On the role of forensic evidence in nabbing the guilty, she said, “In serious offences like rape, DNA report can pin point the culprit(s) and reveal how many persons were involved in a case of gangrape.“ Forensic evidence is admissible in a court of law, she informed the audience, which comprised of serving and retired officers.
“When the court has to form an opinion upon a point of foreign law, the identity of hand writing or fingerimpressions, opinions of experts are relevant. Further, Section 293 of the CrPC says government scientific experts may be used as evidence,“ she said.
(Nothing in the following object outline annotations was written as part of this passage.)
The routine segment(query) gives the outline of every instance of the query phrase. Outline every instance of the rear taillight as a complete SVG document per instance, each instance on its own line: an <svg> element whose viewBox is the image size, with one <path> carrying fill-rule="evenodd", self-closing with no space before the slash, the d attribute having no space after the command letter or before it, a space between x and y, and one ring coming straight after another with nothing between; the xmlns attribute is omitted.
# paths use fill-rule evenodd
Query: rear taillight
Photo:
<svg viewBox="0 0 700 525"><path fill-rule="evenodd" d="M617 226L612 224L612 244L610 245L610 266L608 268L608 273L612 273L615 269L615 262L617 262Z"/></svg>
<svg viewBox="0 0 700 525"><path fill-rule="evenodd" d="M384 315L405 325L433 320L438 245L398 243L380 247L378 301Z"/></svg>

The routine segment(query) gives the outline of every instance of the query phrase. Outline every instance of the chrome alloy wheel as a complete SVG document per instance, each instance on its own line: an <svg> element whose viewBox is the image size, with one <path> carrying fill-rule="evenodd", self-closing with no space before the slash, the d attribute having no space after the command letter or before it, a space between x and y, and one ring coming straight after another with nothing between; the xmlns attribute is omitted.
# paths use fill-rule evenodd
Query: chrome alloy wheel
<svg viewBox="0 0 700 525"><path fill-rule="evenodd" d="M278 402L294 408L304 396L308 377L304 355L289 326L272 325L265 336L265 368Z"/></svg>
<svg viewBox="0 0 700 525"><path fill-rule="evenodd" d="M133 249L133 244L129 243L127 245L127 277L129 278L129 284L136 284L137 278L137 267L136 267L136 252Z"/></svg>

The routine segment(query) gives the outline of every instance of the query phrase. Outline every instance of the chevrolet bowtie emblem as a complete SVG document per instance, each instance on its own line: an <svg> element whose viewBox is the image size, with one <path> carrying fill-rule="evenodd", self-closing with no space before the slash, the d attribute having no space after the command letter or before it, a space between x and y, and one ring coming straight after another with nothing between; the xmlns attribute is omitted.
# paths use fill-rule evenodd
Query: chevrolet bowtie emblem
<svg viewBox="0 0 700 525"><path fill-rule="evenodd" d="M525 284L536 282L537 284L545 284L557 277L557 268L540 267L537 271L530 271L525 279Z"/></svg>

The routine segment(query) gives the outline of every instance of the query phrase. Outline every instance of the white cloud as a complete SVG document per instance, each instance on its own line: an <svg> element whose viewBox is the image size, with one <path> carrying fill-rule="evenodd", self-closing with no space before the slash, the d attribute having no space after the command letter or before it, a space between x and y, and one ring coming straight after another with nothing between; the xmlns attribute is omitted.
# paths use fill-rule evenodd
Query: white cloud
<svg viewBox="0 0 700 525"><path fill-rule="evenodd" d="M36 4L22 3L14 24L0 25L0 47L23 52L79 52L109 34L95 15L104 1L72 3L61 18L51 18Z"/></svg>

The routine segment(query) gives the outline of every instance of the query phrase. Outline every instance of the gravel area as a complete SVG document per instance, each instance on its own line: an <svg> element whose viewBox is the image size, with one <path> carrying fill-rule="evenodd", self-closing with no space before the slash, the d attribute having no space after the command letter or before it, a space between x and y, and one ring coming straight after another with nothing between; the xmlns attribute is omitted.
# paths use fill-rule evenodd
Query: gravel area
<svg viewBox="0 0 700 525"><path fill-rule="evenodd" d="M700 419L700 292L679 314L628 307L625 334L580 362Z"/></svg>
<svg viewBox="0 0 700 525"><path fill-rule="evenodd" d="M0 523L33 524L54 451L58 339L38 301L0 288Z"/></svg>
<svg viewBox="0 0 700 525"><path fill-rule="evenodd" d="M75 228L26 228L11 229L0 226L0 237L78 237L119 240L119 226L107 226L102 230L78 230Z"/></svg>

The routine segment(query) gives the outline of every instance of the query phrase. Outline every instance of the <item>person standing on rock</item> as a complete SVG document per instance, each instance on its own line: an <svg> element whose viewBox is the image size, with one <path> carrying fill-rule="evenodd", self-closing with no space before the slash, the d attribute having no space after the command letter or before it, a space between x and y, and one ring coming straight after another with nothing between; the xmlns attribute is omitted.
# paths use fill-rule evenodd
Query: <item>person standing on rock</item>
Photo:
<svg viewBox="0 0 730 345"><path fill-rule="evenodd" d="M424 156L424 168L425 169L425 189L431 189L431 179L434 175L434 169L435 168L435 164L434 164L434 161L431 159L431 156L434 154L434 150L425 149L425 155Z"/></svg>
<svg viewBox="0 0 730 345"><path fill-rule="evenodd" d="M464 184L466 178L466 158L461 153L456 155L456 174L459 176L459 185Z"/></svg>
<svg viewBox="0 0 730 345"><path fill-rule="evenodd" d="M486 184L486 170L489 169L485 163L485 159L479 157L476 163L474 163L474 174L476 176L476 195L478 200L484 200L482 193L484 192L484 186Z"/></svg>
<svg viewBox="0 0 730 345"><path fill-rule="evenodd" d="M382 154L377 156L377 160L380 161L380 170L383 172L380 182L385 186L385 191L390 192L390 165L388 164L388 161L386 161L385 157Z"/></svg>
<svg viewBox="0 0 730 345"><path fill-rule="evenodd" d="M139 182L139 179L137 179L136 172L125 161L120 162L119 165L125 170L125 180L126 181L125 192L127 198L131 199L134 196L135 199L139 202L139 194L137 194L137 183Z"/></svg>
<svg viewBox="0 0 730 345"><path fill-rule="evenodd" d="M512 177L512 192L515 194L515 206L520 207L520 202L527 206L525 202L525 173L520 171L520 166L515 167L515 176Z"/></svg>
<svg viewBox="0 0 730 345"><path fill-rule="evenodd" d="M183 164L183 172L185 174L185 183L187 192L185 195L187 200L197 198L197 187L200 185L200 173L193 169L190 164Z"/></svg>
Talking about the crime scene, she added, “Evidence as tiny as a strand of hair or drop of oil often play a crucial role in solving cases.“
Additional DGP S P Yadav, who is the chief of Maharashtra Criminal Investigation Department (CID), said, “Collection of forensic evidence is need of the hour.“ Adding that detection methods have changed, he said, “Extracting a confession is not enough now. Judges take forensic evidence more seriously, as conviction rate increases with the availability of evidence.“ CPR managing director A V Krishnan, a former IPS officer, said that forensic science raises the credibility of the convict being the guilty.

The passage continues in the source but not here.